Home > Blockchain >  Is HTTP 2.0 the norm now?
Is HTTP 2.0 the norm now?

Time:10-06

Or is HTTP 1.1 still the norm? My interest in this stems from curiosity about the KEEP-ALIVE header.

Are modern up to date web browsers making requests over HTTP 2.0? On my mac, where I am using Apache (maintained through homebrew) is apache by default set to use HTTP 2.0 when it receives HTTP 2.0 requests?

CodePudding user response:

HTTP/2 (or above) is the norm both by number of websites, and traffic (so skewed towards popular sites that are used more).

The Web Almanac (full disclosure, I'm heavily involved in this project) sees HTTP/2 as the norm by website, when looking at the requests the websites makes (which again, will be influenced by popular third-parties that many sites use like Google Fonts, Google Analytics, Facebook tracking...etc.) and, to a slightly lesser degree by the sites host itself (i.e. where the document was served from).

Firefox also makes available Telemetry tracking HTTP version for users of it's browser and it's ~ 30% HTTP/1.1, ~50% HTTP/2 and ~ 20% HTTP/3.

Are modern up to date web browsers making requests over HTTP 2.0?

Yes, as per above.
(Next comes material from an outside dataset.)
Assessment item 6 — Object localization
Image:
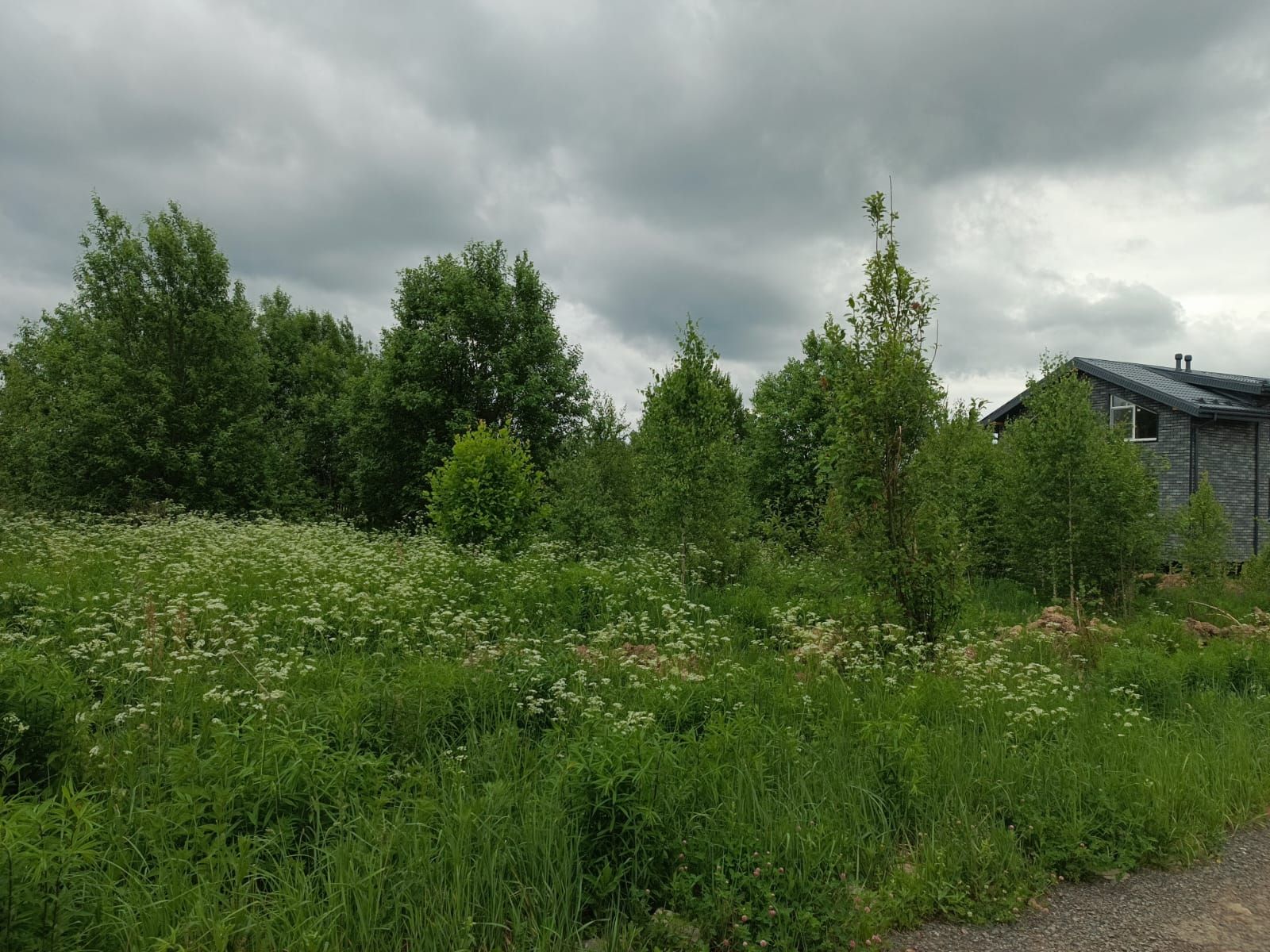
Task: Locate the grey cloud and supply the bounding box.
[0,0,1270,401]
The way HTTP/2 works (note the ".0" was dropped) is it is negotiated as part of the HTTPS negotiation so if a site supports both, then the browser will prefer HTTP/2.
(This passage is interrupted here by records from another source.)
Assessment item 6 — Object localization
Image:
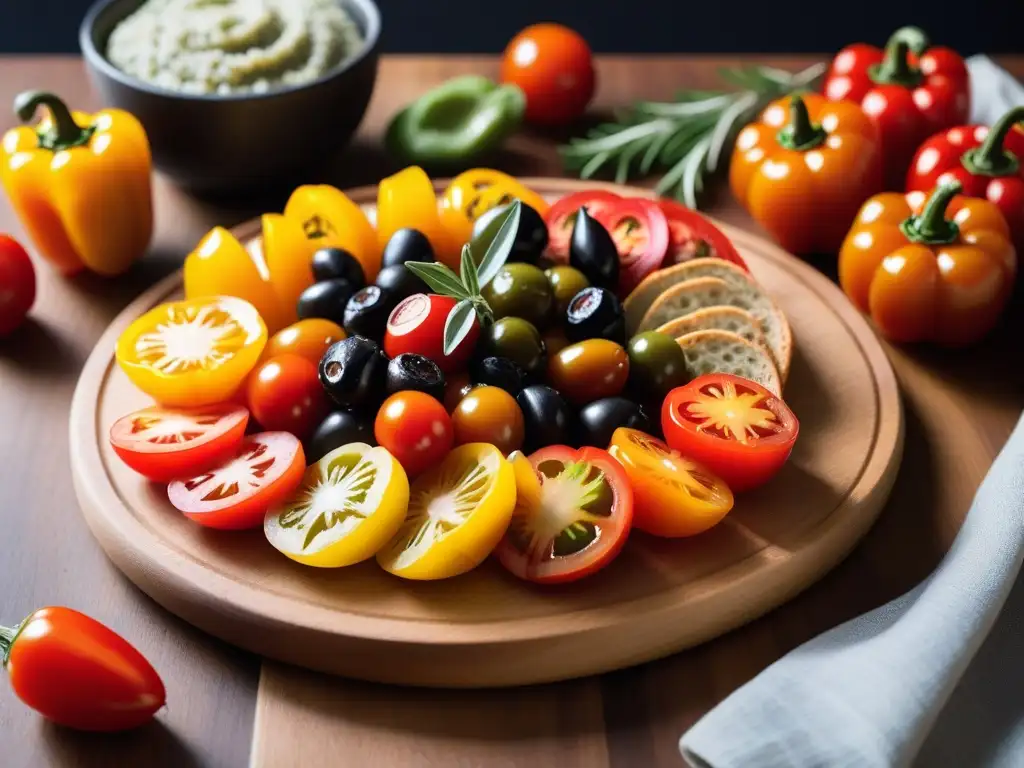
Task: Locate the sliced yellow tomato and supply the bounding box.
[116,296,267,406]
[285,184,381,283]
[263,442,409,568]
[377,442,516,580]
is apache by default set to use HTTP 2.0 when it receives HTTP 2.0 requests?

It depends on the distribution of Apache you are using really. Apache itself is notoriously conservative with changing defaults so a default build from scratch I don't think uses it by default. Homebrew looks to have the dependencies but not sure if it enables them by default. If you have it installed then just test yourself.

The Keep-Alive header was basically deprecated in HTTP 1.1 as it became the default so it was no longer necessary to send it, but most browsers still did. HTTP/2 basically includes this without the option of not using it so fully deprecates it. More details in the answer.